Reaction. The USPTO stated in a release that "The Supreme Court today affirmed the USPTO's decision that Mr. Bilski’s invention was not patentable subject matter as his claims were drawn to an abstract idea. Significantly, the Court ruled that the ``machine or transformation´´ test is not the sole determinant of patent eligible subject matter for process claims, but is nevertheless an important ``investigative tool´´ for evaluating their patent eligibility. The Court also indicated that a business method is, at least in some circumstances, eligible for patenting under Section 101."
It added the "The USPTO will be issuing guidance further interpreting the decision as soon as possible. The USPTO is distributing interim guidance for the examining corps today."
Ed Black, head of the Computer and Communications Industry Association (CCIA), stated in a release that "This narrow ruling does little to curb the explosion of patents and patent lawsuits that are crushing real innovators. The majority's decision exacerbates the uncertainty that characterizes the IP system today. It will give no notice to the public about when ordinary business practices can lead to ruinous liability. Businesses will be forced to navigate an increasing abstract patent minefield, raising business uncertainty and legal costs."

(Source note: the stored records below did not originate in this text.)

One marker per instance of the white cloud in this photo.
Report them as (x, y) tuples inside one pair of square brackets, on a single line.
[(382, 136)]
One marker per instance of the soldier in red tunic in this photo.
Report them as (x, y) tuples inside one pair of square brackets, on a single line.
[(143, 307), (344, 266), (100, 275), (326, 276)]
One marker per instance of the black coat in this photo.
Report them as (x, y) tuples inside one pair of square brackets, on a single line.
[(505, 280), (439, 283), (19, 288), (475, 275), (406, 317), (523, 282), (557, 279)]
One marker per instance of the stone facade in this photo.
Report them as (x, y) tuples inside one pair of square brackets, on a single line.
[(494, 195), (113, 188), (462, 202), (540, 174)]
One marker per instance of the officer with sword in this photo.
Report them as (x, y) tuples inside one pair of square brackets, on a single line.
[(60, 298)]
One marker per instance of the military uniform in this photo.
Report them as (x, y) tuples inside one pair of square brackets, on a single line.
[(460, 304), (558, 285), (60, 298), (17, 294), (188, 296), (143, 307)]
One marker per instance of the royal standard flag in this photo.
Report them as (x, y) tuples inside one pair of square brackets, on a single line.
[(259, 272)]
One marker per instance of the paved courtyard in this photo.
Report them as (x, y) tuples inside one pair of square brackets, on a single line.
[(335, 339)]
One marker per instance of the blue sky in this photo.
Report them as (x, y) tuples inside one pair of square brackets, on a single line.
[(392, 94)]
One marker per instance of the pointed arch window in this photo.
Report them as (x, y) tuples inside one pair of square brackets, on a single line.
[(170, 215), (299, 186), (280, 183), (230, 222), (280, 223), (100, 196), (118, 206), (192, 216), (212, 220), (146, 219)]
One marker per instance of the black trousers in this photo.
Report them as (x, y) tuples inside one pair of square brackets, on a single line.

Black added, "Ultimately, today's decision benefits few except patent lawyers. Absent action by Congress, the patent lottery will inhibit business and create no jobs -- except for within the patent bar."
Tom Sydnor of the Progress & Freedom Foundation (PFF) stated in a release that the Supreme Court's opinion is "moderate" and "sensible". He wrote that the Supreme Court "rejected implausible bright-line rules that would prohibit the patenting of any subject matter -- be it a business method or software -- that otherwise satisfies the requirements for patentability."
He continued that "The flexibility that the Bilski ruling preserves should promote innovation by ensuring that patents can still protect a broad range of American creativity. Bilski also reminds us of the critical role of the U.S. Patent & Trademark Office: Flexibility requires careful examination of patent applications, particularly in areas, like business methods, in which prior art may be incompletely collected or indexed."
Robert Holleyman, head of the Business Software Alliance (BSA), stated in a release that "“We strongly applaud the Supreme Court's ruling in the Bilski case ... The court specifically recognized that applying the lower court's very narrow ‘machine or transformation test’ would chill innovation in critically important 21st century technologies such as computer software."
Holleyman added that "Software is a critical tool of production for
businesses in every sector of the US and global economies ... Our industry is
built on innovation, and the patent law provides critically important incentives
to innovators. Today's ruling will enable the software industry to continue to
make important contributions to our economy and our common welfare."